Tuesday, January 13, 2004

I've spent the last few weeks getting acquainted with new music (the Berlin + Boxing Day hauls) and reacquainted with old music (the long overdue filing of most of my CD's into space-saving binders). I've learned that Branca rules it, Talk Talk's "Laughing Stock" is no "Spirit of Eden", Rhythm and Sound have done it again, As One's "21st Century Soul" delivers the Detroit techno soul goods, Fennesz's "Live in Japan" rocks your universe, Vertical Form is a hit-or-miss label, and so on.

And Pluramon's "Dreams Top Rock" is NOT all that. After reading mountains of praise about beautiful guitarscapes, post-shoegaze gossamer, the rightful follow-up to Loveless, etc., my heart started beating faster and I searched all over Berlin to no avail. Finally, I found it back home, and it's good, but ... come on people.

The five CD random play method has been my listening proceedure of choice during the last couple of weeks. I've been playing one game with it in particular, let's call it the Similarity Game for lack of a better title. Example: I put in CD1 of Aphex's "Druqs", along with work by Bochum Welt and Eight Frozen Modules (plus two other discs which aren't part of the game). When I mashed all of their work together in the random play format, a) on initial listen, I started to forget who is who, b) upon checking the liner notes, I noticed that I the BW and EFM stuff better, causing me to wonder what happened to Aphex Twin's glory years. Who needs Aphex when you have BW and EFM -- they're doing far better impressions of classic Aphex than Aphex is himself these days.

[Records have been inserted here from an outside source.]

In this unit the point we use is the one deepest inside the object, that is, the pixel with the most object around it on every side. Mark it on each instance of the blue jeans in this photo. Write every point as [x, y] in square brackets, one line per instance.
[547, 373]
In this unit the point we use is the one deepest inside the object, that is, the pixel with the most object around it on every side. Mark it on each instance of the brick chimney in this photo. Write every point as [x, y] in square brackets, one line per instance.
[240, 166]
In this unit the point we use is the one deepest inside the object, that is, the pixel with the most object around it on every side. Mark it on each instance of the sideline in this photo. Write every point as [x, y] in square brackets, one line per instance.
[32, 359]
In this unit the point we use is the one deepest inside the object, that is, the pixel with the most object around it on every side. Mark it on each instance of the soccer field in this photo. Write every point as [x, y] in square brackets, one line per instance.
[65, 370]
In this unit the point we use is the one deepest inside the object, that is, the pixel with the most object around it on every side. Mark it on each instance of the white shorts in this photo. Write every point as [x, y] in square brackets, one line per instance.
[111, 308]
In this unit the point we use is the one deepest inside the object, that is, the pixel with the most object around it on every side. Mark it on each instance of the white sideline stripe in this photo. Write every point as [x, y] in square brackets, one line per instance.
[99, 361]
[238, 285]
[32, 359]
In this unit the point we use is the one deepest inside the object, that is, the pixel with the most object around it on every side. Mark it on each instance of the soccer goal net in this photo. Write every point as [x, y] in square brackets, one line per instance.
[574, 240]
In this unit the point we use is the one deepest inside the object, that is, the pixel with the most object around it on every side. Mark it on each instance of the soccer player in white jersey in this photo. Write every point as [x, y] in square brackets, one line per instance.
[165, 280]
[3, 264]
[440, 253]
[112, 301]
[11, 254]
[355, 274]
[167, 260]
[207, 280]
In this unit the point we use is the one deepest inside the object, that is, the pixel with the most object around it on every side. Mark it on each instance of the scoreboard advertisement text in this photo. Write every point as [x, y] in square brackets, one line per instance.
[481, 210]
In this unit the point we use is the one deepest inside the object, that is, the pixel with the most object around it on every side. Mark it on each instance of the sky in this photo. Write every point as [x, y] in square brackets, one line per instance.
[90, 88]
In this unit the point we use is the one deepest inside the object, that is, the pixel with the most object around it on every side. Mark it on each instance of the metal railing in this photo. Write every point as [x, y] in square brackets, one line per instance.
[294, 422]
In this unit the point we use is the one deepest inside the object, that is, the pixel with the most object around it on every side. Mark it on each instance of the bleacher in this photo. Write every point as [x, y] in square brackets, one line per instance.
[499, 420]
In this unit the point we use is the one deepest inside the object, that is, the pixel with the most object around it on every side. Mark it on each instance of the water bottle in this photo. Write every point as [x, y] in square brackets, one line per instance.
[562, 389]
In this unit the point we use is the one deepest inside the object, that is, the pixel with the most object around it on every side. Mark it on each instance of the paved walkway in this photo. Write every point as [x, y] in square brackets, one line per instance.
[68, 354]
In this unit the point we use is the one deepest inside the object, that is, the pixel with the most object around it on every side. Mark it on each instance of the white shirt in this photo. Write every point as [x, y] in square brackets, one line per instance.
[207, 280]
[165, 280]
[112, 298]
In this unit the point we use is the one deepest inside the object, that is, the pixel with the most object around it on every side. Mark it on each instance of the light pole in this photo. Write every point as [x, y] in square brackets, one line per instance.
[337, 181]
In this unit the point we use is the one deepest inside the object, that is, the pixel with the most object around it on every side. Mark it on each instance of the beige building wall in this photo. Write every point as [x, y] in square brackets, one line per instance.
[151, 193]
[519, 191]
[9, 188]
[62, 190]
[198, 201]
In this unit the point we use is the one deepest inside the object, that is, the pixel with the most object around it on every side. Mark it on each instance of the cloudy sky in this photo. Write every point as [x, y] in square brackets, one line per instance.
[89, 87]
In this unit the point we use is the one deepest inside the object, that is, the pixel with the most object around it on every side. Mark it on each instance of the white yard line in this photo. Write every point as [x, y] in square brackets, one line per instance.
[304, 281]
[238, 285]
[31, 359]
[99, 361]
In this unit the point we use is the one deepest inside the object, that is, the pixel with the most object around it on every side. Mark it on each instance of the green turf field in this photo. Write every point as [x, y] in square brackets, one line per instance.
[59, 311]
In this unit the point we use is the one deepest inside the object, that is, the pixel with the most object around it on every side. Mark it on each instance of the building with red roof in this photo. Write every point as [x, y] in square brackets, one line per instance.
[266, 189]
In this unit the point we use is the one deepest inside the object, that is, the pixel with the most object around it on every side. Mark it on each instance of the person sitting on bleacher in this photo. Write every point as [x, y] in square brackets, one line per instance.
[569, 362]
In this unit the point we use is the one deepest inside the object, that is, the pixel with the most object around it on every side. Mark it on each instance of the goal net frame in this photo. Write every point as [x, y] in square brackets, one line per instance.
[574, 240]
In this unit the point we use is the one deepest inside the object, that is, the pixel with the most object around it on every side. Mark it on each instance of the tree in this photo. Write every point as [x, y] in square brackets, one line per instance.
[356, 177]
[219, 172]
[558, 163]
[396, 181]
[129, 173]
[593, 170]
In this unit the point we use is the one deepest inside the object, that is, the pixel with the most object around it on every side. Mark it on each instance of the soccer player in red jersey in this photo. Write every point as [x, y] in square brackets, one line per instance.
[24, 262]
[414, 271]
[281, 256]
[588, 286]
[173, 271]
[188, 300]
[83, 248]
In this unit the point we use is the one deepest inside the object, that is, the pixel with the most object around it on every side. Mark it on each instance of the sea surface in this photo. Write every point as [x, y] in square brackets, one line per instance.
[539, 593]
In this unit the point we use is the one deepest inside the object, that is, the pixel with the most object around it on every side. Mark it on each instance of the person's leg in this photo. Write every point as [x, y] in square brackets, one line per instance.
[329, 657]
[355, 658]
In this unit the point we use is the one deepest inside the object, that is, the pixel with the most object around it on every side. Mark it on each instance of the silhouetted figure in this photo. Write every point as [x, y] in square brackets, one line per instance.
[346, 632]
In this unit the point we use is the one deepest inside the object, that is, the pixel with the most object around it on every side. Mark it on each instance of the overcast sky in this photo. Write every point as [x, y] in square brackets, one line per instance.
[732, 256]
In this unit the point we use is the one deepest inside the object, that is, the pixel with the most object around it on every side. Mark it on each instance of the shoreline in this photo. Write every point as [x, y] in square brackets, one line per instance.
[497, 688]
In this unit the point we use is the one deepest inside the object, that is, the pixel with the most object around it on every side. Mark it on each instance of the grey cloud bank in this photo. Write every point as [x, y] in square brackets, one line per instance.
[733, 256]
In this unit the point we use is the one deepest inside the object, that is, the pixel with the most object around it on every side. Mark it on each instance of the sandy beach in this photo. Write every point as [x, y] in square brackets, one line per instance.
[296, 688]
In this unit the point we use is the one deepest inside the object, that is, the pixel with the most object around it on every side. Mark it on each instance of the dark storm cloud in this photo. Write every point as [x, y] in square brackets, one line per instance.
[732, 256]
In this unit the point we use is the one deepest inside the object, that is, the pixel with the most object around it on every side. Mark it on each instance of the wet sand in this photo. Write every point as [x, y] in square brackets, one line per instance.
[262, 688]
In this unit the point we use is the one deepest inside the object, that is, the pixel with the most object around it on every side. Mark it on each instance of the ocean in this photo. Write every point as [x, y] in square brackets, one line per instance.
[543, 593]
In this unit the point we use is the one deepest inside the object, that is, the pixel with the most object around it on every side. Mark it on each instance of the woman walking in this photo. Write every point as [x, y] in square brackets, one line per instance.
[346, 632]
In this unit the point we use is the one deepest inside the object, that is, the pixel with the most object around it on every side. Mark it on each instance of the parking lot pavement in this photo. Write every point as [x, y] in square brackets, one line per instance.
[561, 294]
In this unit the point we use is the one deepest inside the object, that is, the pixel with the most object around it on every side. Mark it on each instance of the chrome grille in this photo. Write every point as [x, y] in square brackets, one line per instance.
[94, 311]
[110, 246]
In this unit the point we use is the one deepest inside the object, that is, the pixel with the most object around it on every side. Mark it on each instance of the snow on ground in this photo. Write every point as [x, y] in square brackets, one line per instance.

Similarly, Pluramon shared space in the carousel with the "Projekt 100 : The Early Years 1985-1995" compiliation. Stunning, synth-as-guitar-drone material (mid 90's Dubstar also did this well, but in a completely different style, of course) went blow-for-blow against "Dreams Top Rock". Pluramon's album is far more than a curio, it's an inventive experiment that blends guitar, glitch, and the long-forgotten Julee Cruise and it succeeds most of the time. But it's certainly not a classic. As far as being "what MBV should have done after Loveless", Bowery Electric's "Beat" and Third Eye Foundation's "Semtex" have already covered that ground quite nicely.

As for the real thing -- is an Oscar nomination on Kevin Shields' horizon? If Elliot Smith and Eminem can get nominated, then why not Kevin? I'm strongly rooting for "Lost in Translation" for this year's Oscars. Kevin performing on the Oscars would be one of those Surreal Moment You'd Never Imagine You Would Ever See, kind of like Kraftwerk on the MTV Europe Video Awards.